Young Pharmacists Frequently Commit Errors When Dispensing Drugs
Posted: Monday, July 25, 2011
by Gerry Charbonneau
http://nibblednews.typepad.com
"I feel that nasal spray is a wondrous medical achievement, because it's supposed to relieve nasal congestion, and by gadfrey, it relieves nasal congestion." -- Dave Barry (Dave Barry's Greatest Hits).
A pharmacist is first and foremost a human being subject to the same stresses, fatigues, weaknesses and distractions we all suffer from at one time or another. They are however also engaged in a demanding profession rife with legal responsibilities and medical consequences.

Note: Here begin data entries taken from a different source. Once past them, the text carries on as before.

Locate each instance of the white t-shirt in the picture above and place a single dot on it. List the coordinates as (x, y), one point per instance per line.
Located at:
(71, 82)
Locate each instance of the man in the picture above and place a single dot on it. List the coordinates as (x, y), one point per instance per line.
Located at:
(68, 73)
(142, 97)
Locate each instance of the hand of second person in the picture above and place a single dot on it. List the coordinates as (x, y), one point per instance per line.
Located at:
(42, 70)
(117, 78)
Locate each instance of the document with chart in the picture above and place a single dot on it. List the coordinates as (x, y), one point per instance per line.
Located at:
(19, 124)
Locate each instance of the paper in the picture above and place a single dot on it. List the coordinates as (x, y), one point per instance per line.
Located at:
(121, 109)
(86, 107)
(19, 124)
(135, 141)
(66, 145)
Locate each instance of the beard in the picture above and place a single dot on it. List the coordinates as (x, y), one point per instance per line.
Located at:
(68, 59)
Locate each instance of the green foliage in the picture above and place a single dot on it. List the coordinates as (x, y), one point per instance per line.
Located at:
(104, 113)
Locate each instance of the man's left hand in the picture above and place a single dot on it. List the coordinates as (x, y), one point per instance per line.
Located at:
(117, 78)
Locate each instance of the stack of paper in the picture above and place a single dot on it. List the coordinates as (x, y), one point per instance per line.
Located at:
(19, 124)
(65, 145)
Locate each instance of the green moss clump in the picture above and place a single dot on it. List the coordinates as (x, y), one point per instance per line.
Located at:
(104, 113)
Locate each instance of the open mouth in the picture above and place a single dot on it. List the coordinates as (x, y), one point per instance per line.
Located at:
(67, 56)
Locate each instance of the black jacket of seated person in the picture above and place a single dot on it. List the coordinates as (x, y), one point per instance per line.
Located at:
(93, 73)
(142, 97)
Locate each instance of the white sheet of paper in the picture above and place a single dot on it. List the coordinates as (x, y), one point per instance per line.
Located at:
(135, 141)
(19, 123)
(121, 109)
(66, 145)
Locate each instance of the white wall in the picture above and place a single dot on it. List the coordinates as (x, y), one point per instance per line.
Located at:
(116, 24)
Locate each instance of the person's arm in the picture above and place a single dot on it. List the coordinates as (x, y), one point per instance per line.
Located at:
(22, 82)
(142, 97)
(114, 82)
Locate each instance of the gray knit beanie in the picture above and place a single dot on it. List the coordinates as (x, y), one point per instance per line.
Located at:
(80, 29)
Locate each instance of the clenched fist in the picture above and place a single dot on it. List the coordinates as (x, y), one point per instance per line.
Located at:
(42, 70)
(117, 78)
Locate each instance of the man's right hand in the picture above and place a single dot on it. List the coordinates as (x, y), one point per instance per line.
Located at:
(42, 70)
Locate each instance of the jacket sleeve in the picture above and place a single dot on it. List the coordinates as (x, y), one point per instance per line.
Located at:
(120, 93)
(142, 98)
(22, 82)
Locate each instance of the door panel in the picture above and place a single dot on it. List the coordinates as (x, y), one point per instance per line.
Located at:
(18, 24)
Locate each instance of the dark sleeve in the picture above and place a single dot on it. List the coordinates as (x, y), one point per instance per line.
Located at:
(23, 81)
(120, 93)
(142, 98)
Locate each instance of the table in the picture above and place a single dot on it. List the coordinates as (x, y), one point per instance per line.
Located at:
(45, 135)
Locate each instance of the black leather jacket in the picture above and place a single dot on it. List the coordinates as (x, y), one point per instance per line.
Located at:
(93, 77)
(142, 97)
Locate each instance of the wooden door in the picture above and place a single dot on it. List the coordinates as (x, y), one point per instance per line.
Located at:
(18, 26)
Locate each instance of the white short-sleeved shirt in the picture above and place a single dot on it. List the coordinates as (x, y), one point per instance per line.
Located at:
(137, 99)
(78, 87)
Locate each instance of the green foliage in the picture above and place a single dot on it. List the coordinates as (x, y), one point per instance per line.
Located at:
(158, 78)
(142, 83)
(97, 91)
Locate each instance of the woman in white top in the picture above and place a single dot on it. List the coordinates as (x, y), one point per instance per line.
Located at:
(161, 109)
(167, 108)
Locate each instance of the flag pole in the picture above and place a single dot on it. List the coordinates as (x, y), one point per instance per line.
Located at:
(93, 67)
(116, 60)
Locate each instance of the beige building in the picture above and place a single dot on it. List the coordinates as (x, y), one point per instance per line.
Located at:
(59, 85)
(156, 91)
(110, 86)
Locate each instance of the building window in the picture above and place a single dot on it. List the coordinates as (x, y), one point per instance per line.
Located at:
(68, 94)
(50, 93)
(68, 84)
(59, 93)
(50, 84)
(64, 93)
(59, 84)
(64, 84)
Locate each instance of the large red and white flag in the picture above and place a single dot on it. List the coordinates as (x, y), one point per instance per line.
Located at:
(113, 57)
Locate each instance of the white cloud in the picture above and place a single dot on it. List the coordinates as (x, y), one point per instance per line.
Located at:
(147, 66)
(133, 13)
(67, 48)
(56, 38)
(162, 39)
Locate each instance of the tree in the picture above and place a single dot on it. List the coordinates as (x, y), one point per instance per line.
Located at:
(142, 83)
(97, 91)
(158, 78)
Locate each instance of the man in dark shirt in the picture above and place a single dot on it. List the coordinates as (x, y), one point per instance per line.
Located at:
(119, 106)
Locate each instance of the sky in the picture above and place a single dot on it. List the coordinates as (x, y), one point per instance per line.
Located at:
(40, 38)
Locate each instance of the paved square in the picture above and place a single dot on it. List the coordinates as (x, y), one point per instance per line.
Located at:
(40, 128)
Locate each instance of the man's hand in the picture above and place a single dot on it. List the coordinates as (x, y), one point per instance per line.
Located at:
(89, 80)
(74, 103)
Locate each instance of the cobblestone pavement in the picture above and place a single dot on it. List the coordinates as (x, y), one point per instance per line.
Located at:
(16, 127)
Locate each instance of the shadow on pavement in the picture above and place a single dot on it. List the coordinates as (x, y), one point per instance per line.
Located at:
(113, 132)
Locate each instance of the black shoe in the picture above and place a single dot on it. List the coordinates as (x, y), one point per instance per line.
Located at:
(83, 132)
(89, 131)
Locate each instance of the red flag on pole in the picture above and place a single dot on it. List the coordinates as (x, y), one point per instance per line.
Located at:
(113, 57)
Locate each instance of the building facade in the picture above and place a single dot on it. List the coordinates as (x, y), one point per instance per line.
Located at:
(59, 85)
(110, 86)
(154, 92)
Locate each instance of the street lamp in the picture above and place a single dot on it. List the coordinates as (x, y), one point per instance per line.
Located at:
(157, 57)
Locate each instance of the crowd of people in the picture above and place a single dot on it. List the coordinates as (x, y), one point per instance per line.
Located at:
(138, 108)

- Receiving the wrong prescription with your own
- Crushed or damaged pills concealed in bottle
- Being short changed on the overall pill count
- Unknowingly received two pill brands in one pill bottle
A family pharmacist is after all a university trained professional dedicated to ensuring the safe and effective use of the prescription medications and pharmaceutical drugs they dispense and provide to their customers.
Their extended professional training enables them to have a familiarity with the many notions, potions and lotions available on the market. They are aware when a patient’s medications might conflict with one another.
Their reference manuals when combined with their close and ongoing associations with doctors in a community setting enables them to keep a fairly up to date record of a patient's medical and prescription history over time.
They have effectively graduated from the classical "lick, stick and pour" dispensary role of earlier times. They are now an integrated member of a health care team directly involved with patient care. Patients should not have to doubt and question their pharmacist's skill and competence each and every time they go to pick up their medicines.
The incidents listed above happened to me within the past twelve months. Each time I brought in my order from the doctor a recent pharmacy graduate filled my order.
This past weekend I noticed that a 5 mg pill of one medication that should have had the capital letter P had instead the letter N and the same 5 mg dosage. The color of the correct pill was white while the other pill was a deep green.
I brought the bottle to the drug store and spoke with the owner of the store. At first she had a difficult time understanding how the transaction could have happened. She examined the bottles she had in her cabinet and was baffled for a few minutes.
After she examined the prescription description on her computer screen in the dispensing area she noted that whoever filled the order for me had used two different types of meds. Apparently the dispensing pharmacist at the time had run out of the correct brand and substituted another in its stead.
The owner of the store was furious that one of her staff would mix and match prescriptions in such a manner. The correct thing to do would have been to merely replace the white pill with the green one. The dosage and the overall effect of both drugs were the same. They were a generic product costing the same amount of money.
She was very apologetic and told me that she would talk to her staff and inform them that they cannot mix and match any medication like they did. They should have claimed a shortage and then ordered more of the medication for me.
In this instance no serious damage had been done. The different color of each pill offered me a handy visual clue that something was amiss with the order.
Checking out the content label on your prescription bottle is one way to ensure that you have been given the correct medication and dosage. Also be sure to visually check the color of your pills and report any discrepancies immediately to your pharmacist.